Participação do filho de Lula teria sido detalhada por dois ex-servidores do alto escalão da autarquia que estão presos desde novembro, segundo o 'Metrópoles'
O ex-procurador do INSS Virgílio Oliveira Filho e o ex-diretor de Benefícios da autarquia, André Fidelis, detalharam a participação de Fábio Luís Lula da Silva, o Lulinha, filho mais velho do presidente Lula (PT), nos descontos associativos não autorizados em aposentadorias e pensões do INSS, registrou o Metrópoles.
Presos desde 13 de novembro, os ex-servidores do alto escalão da autarquia estariam em um processo avançado de delação premiada.
Virgílio Filho é acusado de ter recebido 11,9 milhões de reais de empresas ligadas a entidades envolvidas no escândalo. André Fidelis, por sua vez, teria recebido 3,4 milhões de reais em propina entre 2023 e 2024.

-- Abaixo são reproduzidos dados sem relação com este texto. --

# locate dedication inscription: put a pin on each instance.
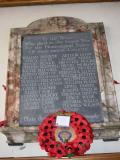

Ao portal, a advogada Izabella Borges, que representa Virgílio Oliveira Filho, negou a existência de uma delação premiada.
“Sócio oculto”
A Polícia Federal informou ao ministro André Mendonça, do Supremo Tribunal Federal (STF), que investiga se Lulinha foi “sócio oculto” do lobista Antônio Camilo Antunes, o Careca do INSS, em negócios com o governo federal.
Na representação, os investigadores disseram ao magistrado que o filho do presidente Lula (PT) foi mencionado em três diferentes conjuntos de informações colhidas ao longo da apuração sobre os descontos ilegais em aposentadorias e pensões do INSS.
A PF apura se Lulinha manteve uma sociedade oculta com o Careca do INSS por meio da empresária Roberta Luchsinger, uma amiga em comum entre eles.
“A fim de dar transparência à investigação para todos os atores da persecução penal, a partir da relação estabelecida entre ANTÔNIO CAMILO e ROBERTA LUCHSINGER, vislumbra-se a possibilidade de vínculo indireto entre ANTÔNIO CAMILO e terceiro que, em tese, poderia atuar como sócio oculto, por intermédio da mencionada ROBERTA, que funcionaria como elo entre ambos. Tal pessoa pode ser FÁBIO LULA DA SILVA”, escreveu a PF na representação.
A amiga de Lulinha
Roberta Luchsinger foi alvo de busca e apreensão em uma fase da Operação Sem Desconto, deflagrada em dezembro.
As investigações apontam que ela recebeu cinco pagamentos de 300 mil reais, totalizando 1,5 milhão de reais, por ordem do Careca do INSS.
Registros obtidos por meio da Lei de Acesso à Informação indicam que Roberta esteve no Palácio do Planalto em 17 de abril, às 17h30, e 18 de abril de 2024, às 12h30.
No mesmo ano, Fábio Luís registrou entradas em 17 e 31 de janeiro e em 7 de março. A Presidência informou que não é possível identificar com quem eles se reuniram, pois não há registro do visitante pretendido ou do motivo da visita.
Apesar de ter sido citado em conversas de terceiros, não foi encontrado nenhum elemento que indique a participação direta do filho de Lula nos fatos sob investigação até agora.